2. Piecewise Polynomial Analysis

Let

$$f(x) = \begin{cases} x^3 + 2x^2 - x + 1 & \text{if } x < 1 \\ 4x^2 - 3x + 2 & \text{if } x \geq 1 \end{cases}$$

Tasks:

• (a) Is $f(x)$ continuous at $x = 1$?
• (b) Is $f(x)$ differentiable at $x = 1$?

Use left-hand and right-hand derivatives.

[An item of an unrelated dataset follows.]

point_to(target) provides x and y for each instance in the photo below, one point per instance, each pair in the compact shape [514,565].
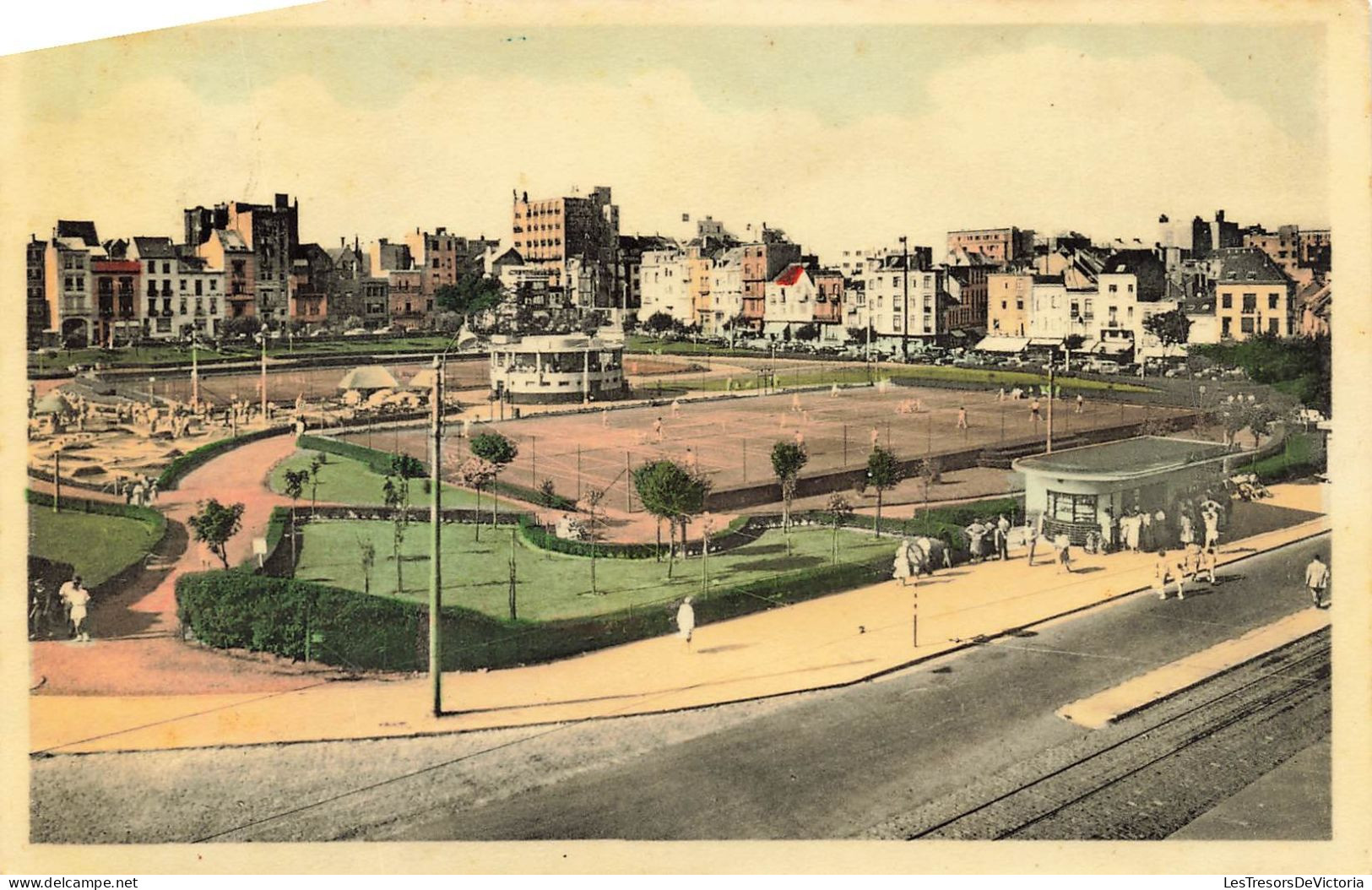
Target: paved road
[838,767]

3. Log-Exponential Combination

Let

$$f(x) = \ln x + 5e^x - 3x^3 + 2x$$

Tasks:

• (a) Find $f'(x)$
• (b) Find all $x > 0$ such that $f'(x) = 0$

Use algebra to simplify, and solve graphically or numerically if needed.

4. Prove the Power Rule

Use the limit definition to prove the power rule for:

$f(x) = x^n$, where $n \in \mathbb{N}$

5. Cost-Analysis Word Problem

A company’s total cost to produce $x$ units is modeled by:

$$C(x) = 10x^3 - 15x^2 + 500x + 1000$$

Tasks:

• (a) Find the marginal cost function $C'(x)$
• (b) Compute $C'(10)$. Interpret the result.
• (c) For which $x$ is the marginal cost minimized?

6. Population Dynamics

The population of bacteria over time $t$ (in hours) is:

$$P(t) = -100e^t + 50t + 18000$$

Tasks:

• (a) Find $P'(t)$
• (b) Find when the population stops increasing
• (c) Find when the population seizes to exist

7. Logarithmic Inverse

• (a) Show that $f(x) = \ln(x)$ is the inverse of $g(x) = e^x$, and that:

$$\frac{d}{dx} \ln(x) = \frac{1}{e^{\ln(x)}} = \frac{1}{x}$$

Wrap-Up

You now know the core rules of differentiation:

• Power Rule
• Logarithmic Rule
• Exponential Rule
• Sum, Difference, and Constant Multiple Rules

These rules are the foundation of fast differentiation and will prepare you for the next tools: product, quotient, and chain rules.